The waiting delay time of regular vehicles is also decreased by 20% for all different numbers of vehicles due to the manipulation attack, as seen from Figure 8b. The secure version has a higher delay effect on the regular vehicles at the signalized intersection. Thus, the modification attack can be initiated by intruders or vehicles on a traffic flow that competes with the traffic flow that contains an emergency vehicle. SCATLS significantly outperformed CATL in terms of decreasing the waiting delay of regular vehicles at the signalized road intersection (t-statistic = 3.060, p-value = 0.0377, 95% confidence interval [−0.8774, −0.0426]).

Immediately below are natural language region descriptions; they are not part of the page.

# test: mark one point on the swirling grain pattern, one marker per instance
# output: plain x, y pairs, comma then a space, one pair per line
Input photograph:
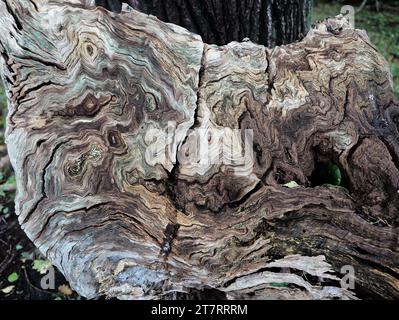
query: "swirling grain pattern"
107, 112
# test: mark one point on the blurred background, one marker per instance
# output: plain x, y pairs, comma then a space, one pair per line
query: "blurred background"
22, 266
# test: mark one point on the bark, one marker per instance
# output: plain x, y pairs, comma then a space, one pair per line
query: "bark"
120, 211
266, 22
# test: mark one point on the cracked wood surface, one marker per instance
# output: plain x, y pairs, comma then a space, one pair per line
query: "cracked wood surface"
92, 94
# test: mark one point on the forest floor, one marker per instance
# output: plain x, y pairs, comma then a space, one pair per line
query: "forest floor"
22, 267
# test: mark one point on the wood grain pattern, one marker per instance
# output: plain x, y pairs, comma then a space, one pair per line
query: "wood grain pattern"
90, 94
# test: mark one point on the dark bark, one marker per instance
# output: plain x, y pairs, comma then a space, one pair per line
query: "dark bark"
85, 94
268, 22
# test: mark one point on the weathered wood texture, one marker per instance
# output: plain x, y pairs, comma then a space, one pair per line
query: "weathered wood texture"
89, 94
266, 22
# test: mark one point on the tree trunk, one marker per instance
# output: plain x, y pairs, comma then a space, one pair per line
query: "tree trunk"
266, 22
151, 165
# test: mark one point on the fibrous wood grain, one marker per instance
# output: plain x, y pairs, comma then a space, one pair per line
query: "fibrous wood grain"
108, 114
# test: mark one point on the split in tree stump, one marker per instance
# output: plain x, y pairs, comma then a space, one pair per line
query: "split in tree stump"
109, 117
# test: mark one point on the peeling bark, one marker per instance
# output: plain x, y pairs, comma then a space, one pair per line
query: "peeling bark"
90, 93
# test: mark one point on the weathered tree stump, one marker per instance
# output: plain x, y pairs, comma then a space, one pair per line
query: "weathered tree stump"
108, 114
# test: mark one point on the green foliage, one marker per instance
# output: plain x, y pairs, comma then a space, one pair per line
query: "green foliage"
41, 266
13, 277
382, 28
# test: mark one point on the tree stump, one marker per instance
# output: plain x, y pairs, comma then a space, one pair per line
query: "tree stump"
150, 164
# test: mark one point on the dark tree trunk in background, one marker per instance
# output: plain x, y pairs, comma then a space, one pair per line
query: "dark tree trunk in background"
268, 22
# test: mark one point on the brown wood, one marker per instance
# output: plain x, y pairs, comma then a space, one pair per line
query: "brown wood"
89, 93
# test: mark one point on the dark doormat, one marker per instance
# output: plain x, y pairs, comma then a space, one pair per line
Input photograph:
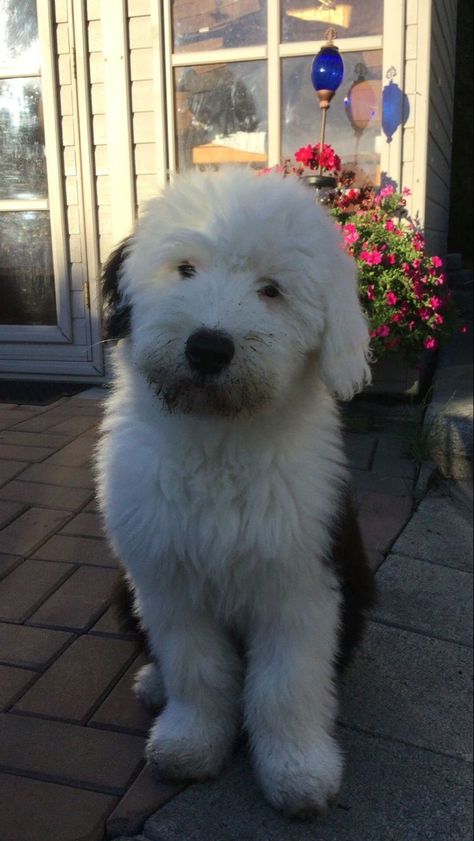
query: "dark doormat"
35, 392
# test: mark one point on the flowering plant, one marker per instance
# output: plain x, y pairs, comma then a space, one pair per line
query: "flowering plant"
402, 290
318, 157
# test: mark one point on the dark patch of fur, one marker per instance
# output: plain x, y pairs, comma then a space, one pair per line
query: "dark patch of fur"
129, 623
116, 323
356, 578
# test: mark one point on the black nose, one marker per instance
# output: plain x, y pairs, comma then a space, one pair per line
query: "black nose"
209, 351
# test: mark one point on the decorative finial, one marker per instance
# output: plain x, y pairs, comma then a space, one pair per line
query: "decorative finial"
330, 35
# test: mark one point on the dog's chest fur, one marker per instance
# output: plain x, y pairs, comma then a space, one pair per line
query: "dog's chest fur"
228, 507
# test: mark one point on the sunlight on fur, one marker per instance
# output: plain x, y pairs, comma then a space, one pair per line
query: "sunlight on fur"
222, 476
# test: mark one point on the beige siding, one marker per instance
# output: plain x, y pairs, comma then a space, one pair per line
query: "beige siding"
99, 124
410, 80
143, 115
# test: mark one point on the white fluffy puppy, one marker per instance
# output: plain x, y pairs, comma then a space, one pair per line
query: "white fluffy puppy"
222, 478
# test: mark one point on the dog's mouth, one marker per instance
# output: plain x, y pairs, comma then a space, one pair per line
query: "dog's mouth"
222, 393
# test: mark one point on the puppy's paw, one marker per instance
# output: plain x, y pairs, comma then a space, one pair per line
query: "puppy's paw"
148, 686
187, 748
300, 781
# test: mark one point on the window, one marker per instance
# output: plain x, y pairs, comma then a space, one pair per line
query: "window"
238, 81
29, 264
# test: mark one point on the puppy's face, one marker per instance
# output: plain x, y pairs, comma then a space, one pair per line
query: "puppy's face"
223, 289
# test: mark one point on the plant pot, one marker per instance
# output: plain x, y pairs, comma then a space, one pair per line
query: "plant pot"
398, 377
322, 184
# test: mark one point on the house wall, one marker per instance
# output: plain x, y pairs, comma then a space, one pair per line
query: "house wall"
440, 124
128, 138
427, 135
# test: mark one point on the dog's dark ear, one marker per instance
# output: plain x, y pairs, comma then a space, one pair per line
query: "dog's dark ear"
116, 323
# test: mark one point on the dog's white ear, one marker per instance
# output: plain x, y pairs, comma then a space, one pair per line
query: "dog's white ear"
345, 344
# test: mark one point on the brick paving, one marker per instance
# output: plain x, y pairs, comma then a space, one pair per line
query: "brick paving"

Regarding the real emergency vehicles, their waiting delay time will drastically increase based on the number of vehicles in the investigated scenario. Figure 8c shows the delay time of the simulated emergency vehicle. SCATLS significantly outperformed CATL in terms of decreasing the waiting delay time of emergency vehicles at the signalized road intersection (t-statistic = 3.440, p-value = 0.0263, 95% confidence interval [0.3011, 2.8189]). We can infer that the algorithm is considering the emergency vehicle as a regular vehicle in its schedule due to the manipulation attack.

6. Conclusions

This work examines potential attack scenarios targeting the integrity of vehicle identities, analyzing the resulting consequences and damages. It also highlights the advantages criminals, attackers, or intruders may gain by manipulating vehicle identities or declared types. To address these threats, a secure context-aware traffic light scheduling system (SCATLS) is proposed. Experimental evaluations compare the performance of SCATLS with the unsecured version of the algorithm (CATLS) under two simulated attack types: (1) an impersonation attack, in which regular vehicles falsely declare themselves as emergency vehicles to gain priority at signalized intersections; and (2) a manipulation attack, where external intruders alter emergency vehicle messages and reclassify them as regular vehicles. The proposed SCATLS successfully detects and prevents both attacks before determining traffic light phases, while considering traffic density and the presence of emergency vehicles. The experimental study has shown that the SCATLS algorithm has succeeded in increasing the throughput of the signalized road intersections by 15% on average compared to CATLS. Moreover, the average waiting delay time of regular vehicles is decreased by 20% on average when the SCATLS algorithm is used. These results were obtained mainly because the impersonation and manipulation attacks were successfully detected and removed. Future work will focus on evaluating the impact of multiple emergency vehicles at intersections, analyzing scenarios involving concurrent attacks, and investigating the effects of impersonation and packet manipulation attacks across multiple connected intersections.